Chattanooga Saturday November the 21, 1863
I sit down this morning to answer your letter of the 7[th] which I received some time ago & I had to write to Dad about some money at the time and I thought it was nice [?] to write to both at once. This leaves me well, and hope it will find you all the same. It has rained all night, and is still raining, and it is getting very muddy. We have had very nice weather for some time. It has not been very cold down here yet, and I hope it won’t [be] soon. The Rebels are still out in front. They have not shot from Lookout for two days. I don’t know what they are about, but I think they are
taking their guns off of it. They might as well, for they can’t do much harm with them, and their men still deserting them. I saw the pickets that came past our camp this morning – had one, and if they come in all around the whole line like they do in front of us they will soon lose their army. Three or four mornings ago it was awful foggy, and they say that there was five hundred came it all together. Their pickets could not see them, and they could get through. They have a hard time to get through. They don’t put any of them on picket that they think will desert. I see by the papers that France has come down on them and took some gunboats from them. I think that they will soon begin to see that they can’t do anything, and will give up.

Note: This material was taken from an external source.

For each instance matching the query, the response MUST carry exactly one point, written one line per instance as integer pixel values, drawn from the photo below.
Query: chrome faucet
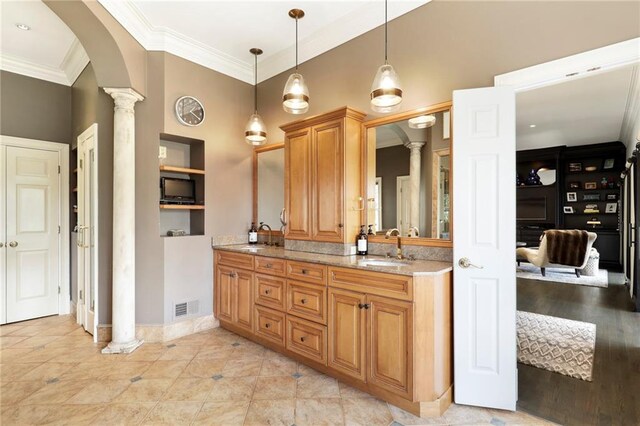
(262, 226)
(399, 246)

I don’t care how soon, for my part. I think that again [come] spring, they will be about started out, and if Meade whips Lee and takes Richmond, it will end the war. And if they take any of their men away from here to reinforce Lee they will get a good drubbing here, and maybe they will anyhow. Sherman is here from Vicksburg with a good force, and Hooker. I think we are able to fight them well. I will close. You write soon and give me all the news, and I will try and answer them. I guess the money has not come yet. It may be some time yet before Doc gets it. It was reported that Capt. Allen lost all he took. I did not like to risk him with much.
Isaac Miller, enlisted on August 5, 1862, aged 20, as a private in Co. E, 93rd Ohio Vol. Infantry. He was mustered out of the army June 8, 1865 at Nashville, Tenn.